This thread kinda jumps off from the one on abortion. I have also touched on this in my long-ago series on poverty. It's about the conflict between being a free-thinking, tolerant, etc. American academic, and at the same time being a fundamentalist Christian.
Let me begin by quoting CS Lewis: "Christianity, if true, is of the utmost importance in the world. If untrue, it is of no importance. But the one thing it cannot be is moderately important." I believe, with every fiber of my being, that Christianity IS TRUE. Therefore, it follows that this belief trumps everything else.
However, I recognize (and value) that ours is a nation without a state religion, that we have freedom of (or even from) religion, and that a large and growing portion of our population, all equal in the eyes of the law to me, either do not agree that Christianity is true, or at the very least pay lip service to Christian beliefs without really holding them as of the utmost importance. I value reasoned debate, the exchange of ideas, logic, pretty much the entire enlightenment heritage of our nation.
That said, it is impossible for me to divorce my most deeply-held principles on what constitutes right and wrong, what is the proper structure of a society, what is "best" in any number of senses for our society and culture, from those debates. Everyone's opinion is based on something. Yet, for some reason, when a serious, sold-out Christian reaches a conclusion, let's say, that abortion is morally wrong, the cry rings out: THEOCRAT! TALIBAN! HOW DARE YOU EVER TRY TO IMPOSE YOUR RELIGIOUS BELIEFS! WHAT KIND OF BENIGHTED, MEDIEVAL FOOL ARE YOU? The introduction of the reason for my belief is supposed to be an absolute debate-stopper, which I should shelve to show how sophisticated and tolerant I am.
Hokum, I say. Libertarianism, environmentalism, supply-side or Keynsian economics, liberalism, conservatism, socialism, and just about every school of thought is based in first principles. Mine happen to have been tested by 2000+ years of human experience, and are just as legitimate as any secular system of thought. The big question remains not what we think of the principles, but again, whether they are true.
Of course, as Americans we get to vote on things. In our system of government, this has consequences. And you win some, you lose some. Christians are obliged (by Romans 13) to accept the authority of the law, but fortunately our system also allows for a way to work within the system to remedy laws when we disagree. Sometimes, like in the recent partial-birth abortion case, I applaud the results because I think the system worked in getting the issue "right." Others, like in the Dred Scott decision or Roe v. Wade, I firmly believe that "we" (this nation of which my voice is a part) got it "wrong." I'll even accept, for the sake of argument, that my own opinion could, in the end, be wrong. But that doesn't change the fact that there IS such a thing as truth, and there will be an "end" where truth will out.

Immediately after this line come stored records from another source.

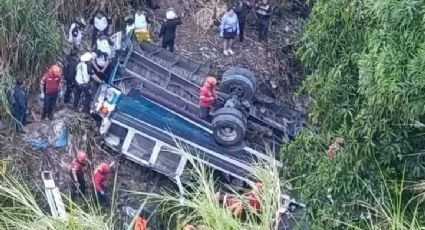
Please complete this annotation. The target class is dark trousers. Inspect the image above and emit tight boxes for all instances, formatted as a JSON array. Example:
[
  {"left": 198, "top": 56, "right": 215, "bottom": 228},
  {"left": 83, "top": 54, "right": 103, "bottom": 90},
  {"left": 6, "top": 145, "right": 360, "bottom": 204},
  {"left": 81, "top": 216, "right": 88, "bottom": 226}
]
[
  {"left": 162, "top": 39, "right": 175, "bottom": 52},
  {"left": 257, "top": 19, "right": 270, "bottom": 42},
  {"left": 13, "top": 106, "right": 26, "bottom": 132},
  {"left": 239, "top": 20, "right": 246, "bottom": 42},
  {"left": 146, "top": 0, "right": 158, "bottom": 9},
  {"left": 96, "top": 190, "right": 108, "bottom": 205},
  {"left": 199, "top": 107, "right": 210, "bottom": 121},
  {"left": 74, "top": 84, "right": 91, "bottom": 113},
  {"left": 42, "top": 93, "right": 58, "bottom": 120},
  {"left": 92, "top": 29, "right": 99, "bottom": 48},
  {"left": 70, "top": 172, "right": 86, "bottom": 199},
  {"left": 64, "top": 82, "right": 75, "bottom": 104}
]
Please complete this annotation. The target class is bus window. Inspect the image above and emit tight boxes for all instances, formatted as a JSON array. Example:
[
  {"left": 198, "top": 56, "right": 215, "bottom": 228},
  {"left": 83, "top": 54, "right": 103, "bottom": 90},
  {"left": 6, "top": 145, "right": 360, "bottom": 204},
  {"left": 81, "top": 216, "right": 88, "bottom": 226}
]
[
  {"left": 128, "top": 134, "right": 156, "bottom": 161},
  {"left": 153, "top": 147, "right": 181, "bottom": 175}
]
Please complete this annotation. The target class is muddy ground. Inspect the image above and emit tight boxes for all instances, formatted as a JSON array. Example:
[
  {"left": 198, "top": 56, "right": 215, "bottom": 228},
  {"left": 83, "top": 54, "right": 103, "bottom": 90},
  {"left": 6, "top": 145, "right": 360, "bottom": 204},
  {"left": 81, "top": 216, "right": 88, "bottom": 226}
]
[{"left": 0, "top": 0, "right": 308, "bottom": 229}]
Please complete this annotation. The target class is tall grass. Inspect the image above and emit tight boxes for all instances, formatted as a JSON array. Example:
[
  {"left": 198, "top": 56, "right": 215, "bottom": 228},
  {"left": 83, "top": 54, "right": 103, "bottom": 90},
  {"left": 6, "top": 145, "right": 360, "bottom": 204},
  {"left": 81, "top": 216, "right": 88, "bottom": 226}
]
[
  {"left": 0, "top": 175, "right": 110, "bottom": 230},
  {"left": 53, "top": 0, "right": 137, "bottom": 31},
  {"left": 334, "top": 168, "right": 425, "bottom": 230},
  {"left": 0, "top": 70, "right": 17, "bottom": 130},
  {"left": 130, "top": 145, "right": 287, "bottom": 230},
  {"left": 0, "top": 0, "right": 63, "bottom": 77}
]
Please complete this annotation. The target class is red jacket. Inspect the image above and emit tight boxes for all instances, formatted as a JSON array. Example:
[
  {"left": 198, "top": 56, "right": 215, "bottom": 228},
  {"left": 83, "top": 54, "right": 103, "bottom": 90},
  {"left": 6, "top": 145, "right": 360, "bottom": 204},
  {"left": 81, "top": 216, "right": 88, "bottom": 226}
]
[
  {"left": 246, "top": 191, "right": 261, "bottom": 213},
  {"left": 93, "top": 170, "right": 107, "bottom": 192},
  {"left": 199, "top": 86, "right": 215, "bottom": 108},
  {"left": 70, "top": 159, "right": 86, "bottom": 175},
  {"left": 134, "top": 217, "right": 148, "bottom": 230},
  {"left": 41, "top": 72, "right": 61, "bottom": 95}
]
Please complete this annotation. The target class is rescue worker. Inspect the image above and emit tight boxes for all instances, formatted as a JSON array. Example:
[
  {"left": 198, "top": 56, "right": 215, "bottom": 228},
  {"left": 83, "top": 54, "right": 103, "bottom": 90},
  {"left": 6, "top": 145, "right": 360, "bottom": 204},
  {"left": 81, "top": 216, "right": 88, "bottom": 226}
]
[
  {"left": 246, "top": 182, "right": 262, "bottom": 213},
  {"left": 63, "top": 49, "right": 79, "bottom": 104},
  {"left": 69, "top": 151, "right": 88, "bottom": 199},
  {"left": 255, "top": 0, "right": 272, "bottom": 42},
  {"left": 68, "top": 18, "right": 86, "bottom": 48},
  {"left": 159, "top": 8, "right": 182, "bottom": 52},
  {"left": 12, "top": 79, "right": 28, "bottom": 133},
  {"left": 199, "top": 76, "right": 217, "bottom": 121},
  {"left": 124, "top": 14, "right": 135, "bottom": 36},
  {"left": 145, "top": 0, "right": 160, "bottom": 10},
  {"left": 134, "top": 9, "right": 151, "bottom": 43},
  {"left": 93, "top": 162, "right": 110, "bottom": 204},
  {"left": 220, "top": 5, "right": 239, "bottom": 56},
  {"left": 90, "top": 11, "right": 111, "bottom": 47},
  {"left": 134, "top": 211, "right": 148, "bottom": 230},
  {"left": 94, "top": 34, "right": 114, "bottom": 58},
  {"left": 40, "top": 65, "right": 63, "bottom": 121},
  {"left": 234, "top": 0, "right": 252, "bottom": 42},
  {"left": 74, "top": 52, "right": 103, "bottom": 113},
  {"left": 92, "top": 50, "right": 111, "bottom": 82},
  {"left": 214, "top": 182, "right": 263, "bottom": 217}
]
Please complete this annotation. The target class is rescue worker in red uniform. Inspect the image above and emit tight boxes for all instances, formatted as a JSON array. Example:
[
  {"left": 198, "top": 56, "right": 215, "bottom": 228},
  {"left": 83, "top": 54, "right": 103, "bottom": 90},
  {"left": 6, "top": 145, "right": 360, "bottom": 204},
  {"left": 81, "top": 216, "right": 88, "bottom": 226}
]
[
  {"left": 69, "top": 151, "right": 88, "bottom": 199},
  {"left": 199, "top": 76, "right": 217, "bottom": 121},
  {"left": 39, "top": 65, "right": 63, "bottom": 120},
  {"left": 93, "top": 163, "right": 110, "bottom": 204},
  {"left": 134, "top": 211, "right": 148, "bottom": 230},
  {"left": 246, "top": 182, "right": 262, "bottom": 214},
  {"left": 215, "top": 182, "right": 263, "bottom": 217}
]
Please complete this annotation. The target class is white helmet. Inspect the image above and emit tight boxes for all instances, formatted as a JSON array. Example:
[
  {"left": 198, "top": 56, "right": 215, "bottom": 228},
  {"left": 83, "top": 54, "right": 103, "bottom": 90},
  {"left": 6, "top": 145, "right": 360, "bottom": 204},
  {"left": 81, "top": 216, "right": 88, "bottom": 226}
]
[{"left": 166, "top": 8, "right": 177, "bottom": 20}]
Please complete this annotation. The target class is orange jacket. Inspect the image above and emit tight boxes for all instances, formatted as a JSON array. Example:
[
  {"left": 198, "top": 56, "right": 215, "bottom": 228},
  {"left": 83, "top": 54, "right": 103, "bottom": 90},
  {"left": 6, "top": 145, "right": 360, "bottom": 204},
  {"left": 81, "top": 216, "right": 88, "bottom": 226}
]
[{"left": 134, "top": 217, "right": 148, "bottom": 230}]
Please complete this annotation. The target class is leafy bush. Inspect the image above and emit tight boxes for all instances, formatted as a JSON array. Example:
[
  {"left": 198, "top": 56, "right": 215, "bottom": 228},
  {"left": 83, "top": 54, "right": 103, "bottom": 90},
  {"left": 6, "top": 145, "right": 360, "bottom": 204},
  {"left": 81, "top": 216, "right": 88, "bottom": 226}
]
[{"left": 283, "top": 0, "right": 425, "bottom": 228}]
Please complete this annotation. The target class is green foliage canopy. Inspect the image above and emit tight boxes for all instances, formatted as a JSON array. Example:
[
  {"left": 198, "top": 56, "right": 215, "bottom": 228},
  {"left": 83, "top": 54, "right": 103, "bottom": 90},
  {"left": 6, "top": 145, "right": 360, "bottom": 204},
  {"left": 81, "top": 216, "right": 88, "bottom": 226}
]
[{"left": 283, "top": 0, "right": 425, "bottom": 228}]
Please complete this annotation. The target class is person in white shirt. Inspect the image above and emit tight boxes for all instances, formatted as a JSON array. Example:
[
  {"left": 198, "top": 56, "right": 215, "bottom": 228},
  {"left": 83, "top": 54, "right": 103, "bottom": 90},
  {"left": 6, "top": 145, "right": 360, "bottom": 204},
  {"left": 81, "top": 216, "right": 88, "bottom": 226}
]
[
  {"left": 94, "top": 34, "right": 114, "bottom": 58},
  {"left": 134, "top": 9, "right": 151, "bottom": 43},
  {"left": 68, "top": 18, "right": 86, "bottom": 48},
  {"left": 92, "top": 50, "right": 111, "bottom": 81},
  {"left": 90, "top": 11, "right": 111, "bottom": 47},
  {"left": 74, "top": 52, "right": 103, "bottom": 113}
]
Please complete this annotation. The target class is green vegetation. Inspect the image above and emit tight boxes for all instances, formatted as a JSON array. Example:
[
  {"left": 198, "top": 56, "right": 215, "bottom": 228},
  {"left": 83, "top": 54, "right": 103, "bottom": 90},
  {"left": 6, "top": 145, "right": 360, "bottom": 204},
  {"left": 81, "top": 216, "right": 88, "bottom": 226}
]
[
  {"left": 131, "top": 147, "right": 288, "bottom": 230},
  {"left": 0, "top": 0, "right": 63, "bottom": 75},
  {"left": 0, "top": 175, "right": 111, "bottom": 230},
  {"left": 0, "top": 0, "right": 63, "bottom": 127},
  {"left": 283, "top": 0, "right": 425, "bottom": 228}
]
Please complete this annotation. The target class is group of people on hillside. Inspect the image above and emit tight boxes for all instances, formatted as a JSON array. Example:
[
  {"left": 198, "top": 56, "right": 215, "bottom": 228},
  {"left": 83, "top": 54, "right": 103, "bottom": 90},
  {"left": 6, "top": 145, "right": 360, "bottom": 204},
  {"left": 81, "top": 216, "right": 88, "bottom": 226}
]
[
  {"left": 69, "top": 150, "right": 113, "bottom": 206},
  {"left": 220, "top": 0, "right": 272, "bottom": 55}
]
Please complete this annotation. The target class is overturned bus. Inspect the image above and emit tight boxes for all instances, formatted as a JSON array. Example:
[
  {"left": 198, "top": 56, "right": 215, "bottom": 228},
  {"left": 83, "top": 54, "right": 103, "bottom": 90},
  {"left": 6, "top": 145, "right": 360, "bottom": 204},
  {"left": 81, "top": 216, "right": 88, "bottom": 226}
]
[{"left": 91, "top": 36, "right": 305, "bottom": 216}]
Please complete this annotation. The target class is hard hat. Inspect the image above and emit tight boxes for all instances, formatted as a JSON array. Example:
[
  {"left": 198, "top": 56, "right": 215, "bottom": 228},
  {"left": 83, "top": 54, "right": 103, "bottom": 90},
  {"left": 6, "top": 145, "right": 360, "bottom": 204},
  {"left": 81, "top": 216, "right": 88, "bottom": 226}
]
[
  {"left": 166, "top": 8, "right": 177, "bottom": 20},
  {"left": 80, "top": 52, "right": 94, "bottom": 62},
  {"left": 205, "top": 76, "right": 217, "bottom": 87},
  {"left": 99, "top": 163, "right": 110, "bottom": 174},
  {"left": 50, "top": 65, "right": 62, "bottom": 76},
  {"left": 77, "top": 151, "right": 87, "bottom": 162}
]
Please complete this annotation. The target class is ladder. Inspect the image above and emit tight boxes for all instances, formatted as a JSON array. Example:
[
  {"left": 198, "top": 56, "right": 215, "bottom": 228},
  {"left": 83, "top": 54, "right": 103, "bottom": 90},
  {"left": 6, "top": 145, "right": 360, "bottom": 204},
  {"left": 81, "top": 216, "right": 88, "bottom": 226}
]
[{"left": 42, "top": 171, "right": 67, "bottom": 219}]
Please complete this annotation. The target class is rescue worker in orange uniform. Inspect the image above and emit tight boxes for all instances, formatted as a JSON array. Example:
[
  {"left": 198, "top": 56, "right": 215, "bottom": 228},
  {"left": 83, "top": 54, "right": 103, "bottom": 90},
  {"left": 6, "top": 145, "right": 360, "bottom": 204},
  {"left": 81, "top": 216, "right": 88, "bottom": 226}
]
[
  {"left": 93, "top": 163, "right": 110, "bottom": 204},
  {"left": 246, "top": 182, "right": 262, "bottom": 214},
  {"left": 69, "top": 151, "right": 88, "bottom": 199},
  {"left": 39, "top": 65, "right": 63, "bottom": 120},
  {"left": 134, "top": 211, "right": 148, "bottom": 230},
  {"left": 199, "top": 76, "right": 217, "bottom": 121},
  {"left": 215, "top": 182, "right": 263, "bottom": 217}
]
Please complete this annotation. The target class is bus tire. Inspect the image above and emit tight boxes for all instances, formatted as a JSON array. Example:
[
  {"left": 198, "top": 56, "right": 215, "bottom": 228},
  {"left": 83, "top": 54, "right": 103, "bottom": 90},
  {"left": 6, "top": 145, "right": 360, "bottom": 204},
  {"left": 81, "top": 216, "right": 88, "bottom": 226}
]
[
  {"left": 223, "top": 67, "right": 257, "bottom": 88},
  {"left": 212, "top": 114, "right": 246, "bottom": 147},
  {"left": 220, "top": 74, "right": 256, "bottom": 101}
]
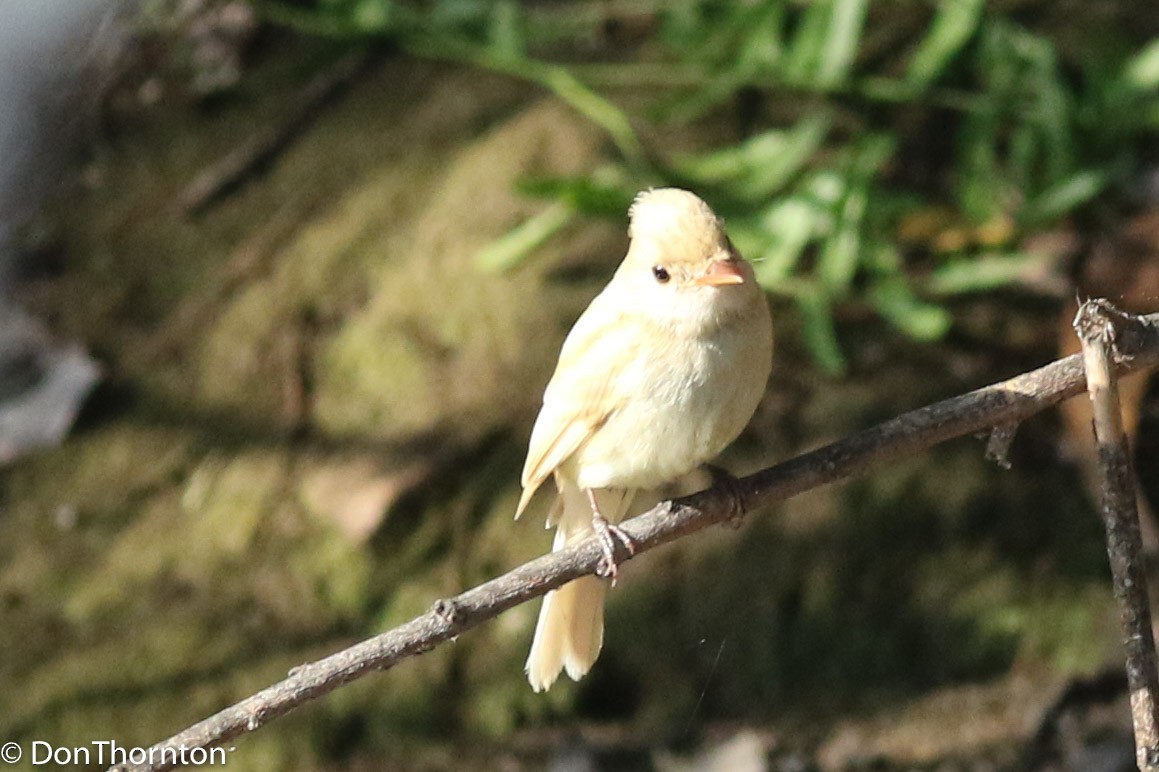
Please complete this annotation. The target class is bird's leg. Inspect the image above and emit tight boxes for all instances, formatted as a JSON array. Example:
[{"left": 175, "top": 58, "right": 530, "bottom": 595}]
[
  {"left": 585, "top": 488, "right": 636, "bottom": 585},
  {"left": 704, "top": 464, "right": 746, "bottom": 529}
]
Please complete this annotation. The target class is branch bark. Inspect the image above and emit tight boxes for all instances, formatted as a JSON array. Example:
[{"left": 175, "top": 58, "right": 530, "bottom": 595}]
[
  {"left": 112, "top": 306, "right": 1159, "bottom": 772},
  {"left": 1075, "top": 299, "right": 1159, "bottom": 770}
]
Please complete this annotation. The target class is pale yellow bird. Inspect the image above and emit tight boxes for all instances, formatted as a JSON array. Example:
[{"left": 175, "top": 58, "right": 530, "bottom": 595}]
[{"left": 516, "top": 188, "right": 774, "bottom": 692}]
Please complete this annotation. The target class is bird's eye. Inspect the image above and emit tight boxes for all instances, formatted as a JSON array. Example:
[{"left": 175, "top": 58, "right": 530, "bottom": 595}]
[{"left": 652, "top": 266, "right": 671, "bottom": 283}]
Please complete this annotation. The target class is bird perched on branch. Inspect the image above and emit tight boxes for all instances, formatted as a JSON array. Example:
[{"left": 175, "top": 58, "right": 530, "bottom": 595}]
[{"left": 516, "top": 188, "right": 773, "bottom": 692}]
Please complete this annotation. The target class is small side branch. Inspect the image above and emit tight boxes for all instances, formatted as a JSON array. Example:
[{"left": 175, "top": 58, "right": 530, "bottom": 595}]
[
  {"left": 112, "top": 306, "right": 1159, "bottom": 772},
  {"left": 1074, "top": 299, "right": 1159, "bottom": 770},
  {"left": 984, "top": 421, "right": 1019, "bottom": 469}
]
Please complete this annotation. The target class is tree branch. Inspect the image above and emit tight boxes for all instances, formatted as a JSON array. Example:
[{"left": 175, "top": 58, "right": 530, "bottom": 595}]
[
  {"left": 112, "top": 306, "right": 1159, "bottom": 772},
  {"left": 1075, "top": 300, "right": 1159, "bottom": 770}
]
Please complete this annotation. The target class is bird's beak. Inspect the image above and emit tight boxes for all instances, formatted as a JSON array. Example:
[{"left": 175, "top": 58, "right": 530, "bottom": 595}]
[{"left": 695, "top": 259, "right": 746, "bottom": 287}]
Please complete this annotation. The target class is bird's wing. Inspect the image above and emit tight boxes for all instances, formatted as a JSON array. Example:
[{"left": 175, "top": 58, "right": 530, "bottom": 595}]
[{"left": 515, "top": 295, "right": 636, "bottom": 519}]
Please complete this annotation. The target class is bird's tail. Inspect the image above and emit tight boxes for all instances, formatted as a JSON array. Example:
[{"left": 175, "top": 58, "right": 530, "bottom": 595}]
[{"left": 525, "top": 481, "right": 633, "bottom": 692}]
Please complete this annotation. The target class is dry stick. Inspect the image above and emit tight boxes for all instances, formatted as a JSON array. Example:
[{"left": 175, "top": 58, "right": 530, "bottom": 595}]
[
  {"left": 1075, "top": 299, "right": 1159, "bottom": 770},
  {"left": 113, "top": 307, "right": 1159, "bottom": 772}
]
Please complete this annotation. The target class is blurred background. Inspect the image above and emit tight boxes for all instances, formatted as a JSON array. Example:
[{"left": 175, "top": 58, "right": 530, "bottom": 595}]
[{"left": 3, "top": 0, "right": 1159, "bottom": 769}]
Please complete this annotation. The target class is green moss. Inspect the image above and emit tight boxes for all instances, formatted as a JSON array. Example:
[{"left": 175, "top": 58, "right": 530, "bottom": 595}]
[
  {"left": 315, "top": 325, "right": 433, "bottom": 436},
  {"left": 310, "top": 100, "right": 609, "bottom": 444},
  {"left": 184, "top": 452, "right": 287, "bottom": 556},
  {"left": 285, "top": 529, "right": 372, "bottom": 621}
]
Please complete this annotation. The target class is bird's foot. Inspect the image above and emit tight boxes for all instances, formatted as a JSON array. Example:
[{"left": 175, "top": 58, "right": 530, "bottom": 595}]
[
  {"left": 592, "top": 513, "right": 636, "bottom": 586},
  {"left": 584, "top": 489, "right": 637, "bottom": 585},
  {"left": 704, "top": 464, "right": 746, "bottom": 529}
]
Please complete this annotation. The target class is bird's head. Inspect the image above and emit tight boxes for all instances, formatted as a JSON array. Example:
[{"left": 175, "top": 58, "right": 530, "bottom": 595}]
[{"left": 614, "top": 188, "right": 760, "bottom": 325}]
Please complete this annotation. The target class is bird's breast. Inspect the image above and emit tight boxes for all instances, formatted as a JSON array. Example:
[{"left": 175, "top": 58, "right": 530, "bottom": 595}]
[{"left": 572, "top": 310, "right": 771, "bottom": 491}]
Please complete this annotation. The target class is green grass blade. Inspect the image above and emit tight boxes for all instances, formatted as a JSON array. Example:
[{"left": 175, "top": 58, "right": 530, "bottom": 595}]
[
  {"left": 795, "top": 286, "right": 847, "bottom": 374},
  {"left": 754, "top": 197, "right": 824, "bottom": 283},
  {"left": 907, "top": 0, "right": 985, "bottom": 89},
  {"left": 1124, "top": 37, "right": 1159, "bottom": 91},
  {"left": 403, "top": 36, "right": 647, "bottom": 169},
  {"left": 488, "top": 0, "right": 524, "bottom": 58},
  {"left": 818, "top": 135, "right": 895, "bottom": 292},
  {"left": 676, "top": 111, "right": 831, "bottom": 200},
  {"left": 1018, "top": 169, "right": 1108, "bottom": 227},
  {"left": 924, "top": 253, "right": 1050, "bottom": 296},
  {"left": 816, "top": 0, "right": 869, "bottom": 88},
  {"left": 782, "top": 0, "right": 833, "bottom": 85},
  {"left": 869, "top": 276, "right": 952, "bottom": 340},
  {"left": 475, "top": 201, "right": 574, "bottom": 273}
]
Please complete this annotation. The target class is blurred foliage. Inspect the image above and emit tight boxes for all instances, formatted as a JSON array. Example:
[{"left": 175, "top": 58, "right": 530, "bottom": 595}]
[{"left": 261, "top": 0, "right": 1159, "bottom": 372}]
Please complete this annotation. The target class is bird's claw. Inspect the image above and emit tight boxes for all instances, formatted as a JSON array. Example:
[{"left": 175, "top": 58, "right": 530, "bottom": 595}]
[
  {"left": 705, "top": 464, "right": 746, "bottom": 528},
  {"left": 592, "top": 514, "right": 635, "bottom": 585}
]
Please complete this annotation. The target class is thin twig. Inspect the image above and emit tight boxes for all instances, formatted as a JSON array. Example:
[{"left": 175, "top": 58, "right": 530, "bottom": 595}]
[
  {"left": 112, "top": 307, "right": 1159, "bottom": 772},
  {"left": 1074, "top": 299, "right": 1159, "bottom": 770}
]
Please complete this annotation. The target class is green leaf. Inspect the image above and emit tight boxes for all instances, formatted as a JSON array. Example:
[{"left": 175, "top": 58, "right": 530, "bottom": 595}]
[
  {"left": 924, "top": 253, "right": 1049, "bottom": 296},
  {"left": 752, "top": 197, "right": 825, "bottom": 283},
  {"left": 735, "top": 2, "right": 789, "bottom": 73},
  {"left": 817, "top": 214, "right": 861, "bottom": 293},
  {"left": 654, "top": 70, "right": 750, "bottom": 125},
  {"left": 399, "top": 36, "right": 646, "bottom": 169},
  {"left": 816, "top": 0, "right": 869, "bottom": 88},
  {"left": 658, "top": 3, "right": 788, "bottom": 124},
  {"left": 352, "top": 0, "right": 393, "bottom": 32},
  {"left": 907, "top": 0, "right": 985, "bottom": 89},
  {"left": 1035, "top": 78, "right": 1075, "bottom": 186},
  {"left": 956, "top": 108, "right": 1003, "bottom": 222},
  {"left": 782, "top": 0, "right": 868, "bottom": 89},
  {"left": 1018, "top": 169, "right": 1108, "bottom": 227},
  {"left": 794, "top": 286, "right": 847, "bottom": 375},
  {"left": 1124, "top": 38, "right": 1159, "bottom": 91},
  {"left": 488, "top": 0, "right": 523, "bottom": 58},
  {"left": 516, "top": 176, "right": 634, "bottom": 218},
  {"left": 427, "top": 0, "right": 492, "bottom": 28},
  {"left": 526, "top": 64, "right": 647, "bottom": 169},
  {"left": 869, "top": 277, "right": 952, "bottom": 340},
  {"left": 475, "top": 202, "right": 574, "bottom": 273},
  {"left": 661, "top": 1, "right": 775, "bottom": 69},
  {"left": 675, "top": 111, "right": 831, "bottom": 200},
  {"left": 782, "top": 0, "right": 833, "bottom": 85},
  {"left": 817, "top": 135, "right": 895, "bottom": 292}
]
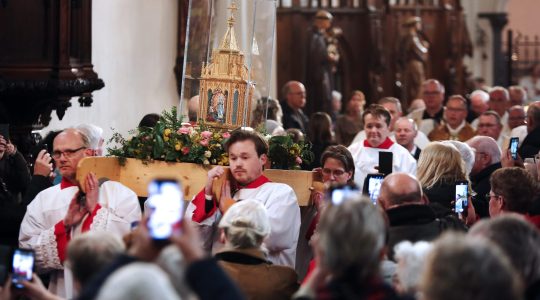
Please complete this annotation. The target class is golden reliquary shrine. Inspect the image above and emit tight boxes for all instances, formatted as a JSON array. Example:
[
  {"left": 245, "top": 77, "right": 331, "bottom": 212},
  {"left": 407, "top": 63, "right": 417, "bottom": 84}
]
[{"left": 198, "top": 1, "right": 255, "bottom": 130}]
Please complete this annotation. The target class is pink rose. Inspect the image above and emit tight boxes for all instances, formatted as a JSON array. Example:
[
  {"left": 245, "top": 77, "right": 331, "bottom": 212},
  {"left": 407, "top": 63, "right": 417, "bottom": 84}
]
[
  {"left": 222, "top": 132, "right": 231, "bottom": 139},
  {"left": 201, "top": 131, "right": 212, "bottom": 139},
  {"left": 181, "top": 147, "right": 190, "bottom": 155},
  {"left": 177, "top": 127, "right": 190, "bottom": 134},
  {"left": 200, "top": 139, "right": 209, "bottom": 147},
  {"left": 295, "top": 156, "right": 302, "bottom": 165}
]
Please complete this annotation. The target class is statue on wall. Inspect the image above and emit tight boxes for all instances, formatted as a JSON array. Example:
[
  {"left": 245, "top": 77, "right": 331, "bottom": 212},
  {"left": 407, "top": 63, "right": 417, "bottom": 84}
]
[
  {"left": 304, "top": 10, "right": 339, "bottom": 117},
  {"left": 399, "top": 16, "right": 429, "bottom": 106}
]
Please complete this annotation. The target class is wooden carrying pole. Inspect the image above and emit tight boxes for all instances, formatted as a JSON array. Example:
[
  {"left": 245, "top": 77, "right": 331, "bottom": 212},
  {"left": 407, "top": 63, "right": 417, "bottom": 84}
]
[{"left": 76, "top": 157, "right": 323, "bottom": 206}]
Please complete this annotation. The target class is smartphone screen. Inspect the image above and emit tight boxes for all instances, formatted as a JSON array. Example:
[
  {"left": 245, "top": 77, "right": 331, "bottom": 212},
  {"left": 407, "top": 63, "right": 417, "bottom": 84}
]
[
  {"left": 455, "top": 181, "right": 468, "bottom": 214},
  {"left": 146, "top": 179, "right": 184, "bottom": 241},
  {"left": 330, "top": 184, "right": 360, "bottom": 206},
  {"left": 509, "top": 137, "right": 519, "bottom": 160},
  {"left": 11, "top": 249, "right": 34, "bottom": 289},
  {"left": 366, "top": 174, "right": 384, "bottom": 205},
  {"left": 378, "top": 152, "right": 393, "bottom": 176}
]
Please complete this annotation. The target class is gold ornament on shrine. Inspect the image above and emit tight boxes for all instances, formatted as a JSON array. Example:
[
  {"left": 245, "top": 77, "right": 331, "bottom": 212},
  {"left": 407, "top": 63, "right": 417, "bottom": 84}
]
[{"left": 198, "top": 1, "right": 255, "bottom": 129}]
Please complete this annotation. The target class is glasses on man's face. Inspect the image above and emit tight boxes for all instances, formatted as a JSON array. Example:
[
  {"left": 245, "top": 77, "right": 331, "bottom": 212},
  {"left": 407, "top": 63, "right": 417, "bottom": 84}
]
[
  {"left": 322, "top": 168, "right": 346, "bottom": 177},
  {"left": 423, "top": 91, "right": 441, "bottom": 96},
  {"left": 52, "top": 147, "right": 86, "bottom": 160},
  {"left": 485, "top": 193, "right": 500, "bottom": 200},
  {"left": 477, "top": 123, "right": 497, "bottom": 128},
  {"left": 289, "top": 91, "right": 306, "bottom": 97}
]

But what if there is NOT such a thing as truth? What if there is no God? What if my first principles are themselves untrue? In that case, the random electrons forming my thoughts are no "less" true than anybody else's. I'll at least feel good that my positions were consistent. If you believe in no truth, you can't even be "right" about that "fact," because there's no such thing. As Blaise Paschal wrote almost 500 years ago, I'll take that wager.